What is Sleep Apnea?
Sleep Apnea is a sleep breathing disorder that is characterized by interruptions of breathing during sleep. Sleep apnea occurs when breathing is suspended for periods of 10 seconds or longer. Pauses in breathing occur 5 times or more an hour during sleep.
Obstructive Sleep Apnea (OSA) is the most common type of sleep apnea that occurs when a person has trouble breathing during sleep due to a blockage located in the back of the airway.
Central Sleep Apnea occurs when a person stops breathing at night due to a problem in the brain, resulting in the brain failing to signal the breathing muscles with the message to breathe.
Mixed Sleep Apnea is a combination of both OSA and Central Sleep Apnea. When sleep apnea remains untreated it can lead to serious health implications such as high blood pressure, heart disease, stroke, brain damage, diabetes, depression, obesity, and impotency.
What are the treatment options?
Sleep apnea treatment involves maintaining an open airway during sleep and preventing the airway from collapsing.

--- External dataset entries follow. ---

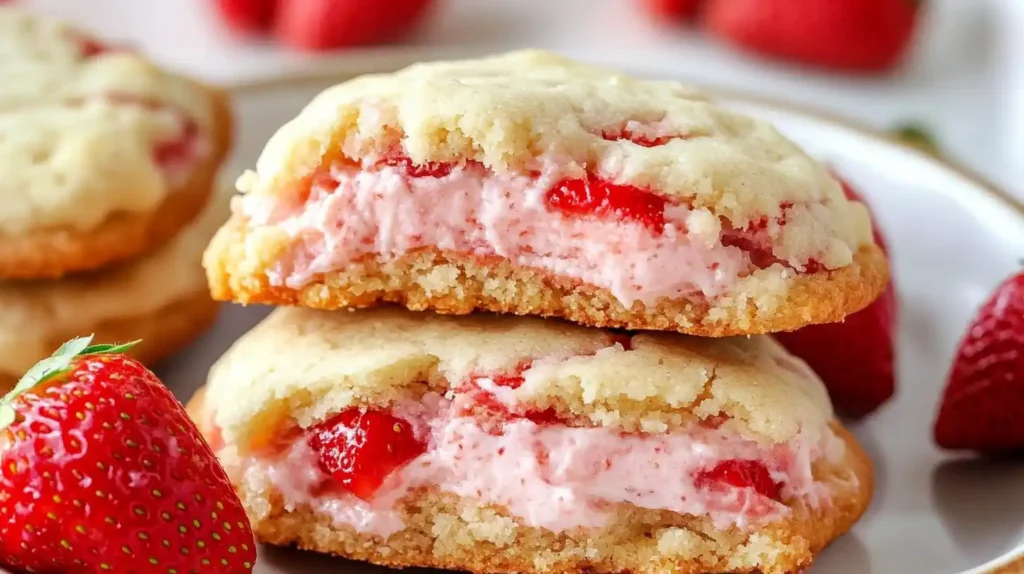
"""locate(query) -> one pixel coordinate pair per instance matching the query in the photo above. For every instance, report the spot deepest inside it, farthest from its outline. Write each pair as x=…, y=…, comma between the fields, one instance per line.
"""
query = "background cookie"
x=161, y=299
x=105, y=157
x=530, y=184
x=488, y=443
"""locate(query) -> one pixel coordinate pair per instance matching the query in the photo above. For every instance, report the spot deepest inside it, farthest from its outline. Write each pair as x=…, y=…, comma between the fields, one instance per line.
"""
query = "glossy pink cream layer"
x=384, y=212
x=553, y=476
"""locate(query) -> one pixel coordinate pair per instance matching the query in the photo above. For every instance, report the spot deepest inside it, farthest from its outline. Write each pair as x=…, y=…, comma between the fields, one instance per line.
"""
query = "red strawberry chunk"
x=596, y=196
x=361, y=448
x=740, y=474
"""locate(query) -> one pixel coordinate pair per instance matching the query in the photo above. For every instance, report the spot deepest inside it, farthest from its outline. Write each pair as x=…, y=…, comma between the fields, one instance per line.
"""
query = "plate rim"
x=338, y=70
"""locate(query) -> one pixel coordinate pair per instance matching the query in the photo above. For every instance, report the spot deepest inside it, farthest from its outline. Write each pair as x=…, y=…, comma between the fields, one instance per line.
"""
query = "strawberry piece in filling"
x=599, y=197
x=596, y=196
x=739, y=474
x=360, y=448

Treatment options include: a CPAP machine, an oral appliance or various types of surgery involving the nasal and/or oral airways. Below are illustrations that indicate an open airway and a blocked airway. The blocked airway is caused by an obstruction in the airway anatomy that limits or prevents air from passing through the airway.
How does an oral appliance work and when is it used?
An oral appliance is a custom fabricated mouthpiece that is similar to an orthodontic retainer or a sports mouthguard.
The appliance is worn at night over the teeth and it functions to keep the airway from collapsing during sleep. Airway maintenance is achieved by comfortably repositioning the lower jaw and tongue forward or by restraining the tongue to keep the airway open.
The American Academy of Sleep Medicine recommends oral sleep appliances as a first line treatment option for individuals with mild or moderate sleep apnea or for those who are unable to use CPAP successfully.
What are the benefits of an Oral Appliance?
An oral sleep appliance can be a comfortable and convenient treatment option in the management of snoring and sleep apnea. They are easy to use, travel friendly and often covered by medical insurance.
Does Insurance Pay for Oral Appliances?
Yes. Many medical (not dental) insurance companies pay for the cost of the oral sleep appliance treatment if proper medical protocol is followed by an experienced and qualified provider.
Which medical provider is best qualified to provide oral sleep appliances?
Dentists are trained as the medical experts of the oral cavity and often times can see potential airway issues in their patens during office visits and during oral treatment. Dentists are the most qualified medical professional to be able to determine the proper position the mandible (jaw) in optimizing the airway diameter. They are also able to monitor if any oral movement occurs as a result of the oral appliance.
This page is for educational purposes only and should not be taken as definitive or binding medical advice. Every individual is medically different. Individuals should see their doctors for specific information and/or treatment.